Snow Excuse is a 1966 Warner Bros. Merrie Melodies cartoon directed by Robert McKimson. The short was released on May 21, 1966, and stars Daffy Duck and Speedy Gonzales.

In this film, Speedy tries to steal firewood from Daffy.

==Plot==
Speedy Gonzales is freezing in his mountaintop cabin, and so asks Daffy Duck if he can borrow some firewood. The ever-greedy duck stubbornly refuses, prompting Speedy to steal some wood so he can survive. Ripostes on both sides are thrown:

1: Daffy attempts to move all his firewood indoors, but Speedy ambushes him and quickly steals a log.

2: Speedy sneaks in through a drainpipe. Daffy, having anticipated this, fires three bullets into the pipe, then runs to his fridge and opens it. When Speedy appears in the fridge, Daffy catches him with a baseball glove, but is then hit by the bullets he fired. Daffy then snarls "What a miserable mouse" as Speedy steals another log.

3: Speedy knocks on Daffy's door, threatening to break it down if he doesn't open it. However, Speedy is gone when Daffy opens it. Speedy attempts to run in through the back, but Daffy scares him off using a cat head. When he hears another knock on the door, he opens it and shoots his rifle, thinking it's Speedy again, only to discover that he has shot at a postman's feet. The postman retaliates by tying Daffy up with the gun and tearing up his post (cursing at him in "Mexican" gibberish all the while), allowing Speedy to take another log.

4: Speedy takes a plank off the wall of Daffy's hacienda and takes it to his cabin, but finds Daffy lying on it ("Greetings, mouse. Thanks for the sleigh ride.") He promptly sends it sliding back down the mountain again, crashing back into Daffy's hacienda ("This is getting monotonous...").

5: Speedy apparently sees Daffy placing all his wood outside and runs down the mountain to retrieve it, barely avoiding several mousetraps hidden in the snow. Daffy allows him to take the "wood", but Speedy discovers that it's actually chocolate-covered ice. Speedy promptly whacks Daffy's foot with one and steals another piece of the real wood.
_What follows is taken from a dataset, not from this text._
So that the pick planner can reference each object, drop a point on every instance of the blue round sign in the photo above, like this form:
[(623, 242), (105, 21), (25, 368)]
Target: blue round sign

Daffy attempts to go after it, but gets himself caught up in all the remaining mousetraps ("What a revolting development - caught in my own trap...").

6: Speedy places a package at Daffy's door. Daffy angrily refuses it at first, but gives in to temptation. He finds a giant stick of dynamite and throws it away, but finds another one underneath, and more, successively smaller sticks underneath, like a Matryoshka doll, ending with a minuscule replica of the original. Daffy taunts Speedy, thinking it to be harmless, but the dynamite explodes powerfully, dazing him ("What do you know? A Jolly Red Giant. What else is new besides 'ho-ho-' [BOOM!] oooooh..."); long enough for Speedy to steal another log.

Having acquired as much wood as he needs, Speedy begins attempting to build a snowman. Daffy marches up the mountain to take revenge on Speedy, but Speedy accidentally drops a small snowball onto a teaspoon, sending a larger one down the mountain. The snowball crushes Daffy and smashes his hacienda into pieces.

Beaten and out of both firewood and home, Daffy disguises himself as a mouse and asks to lodge up with Speedy, who agrees. Shrugging, Daffy tells the audience, "I always say, if you can't beat 'em, join 'em." Iris out.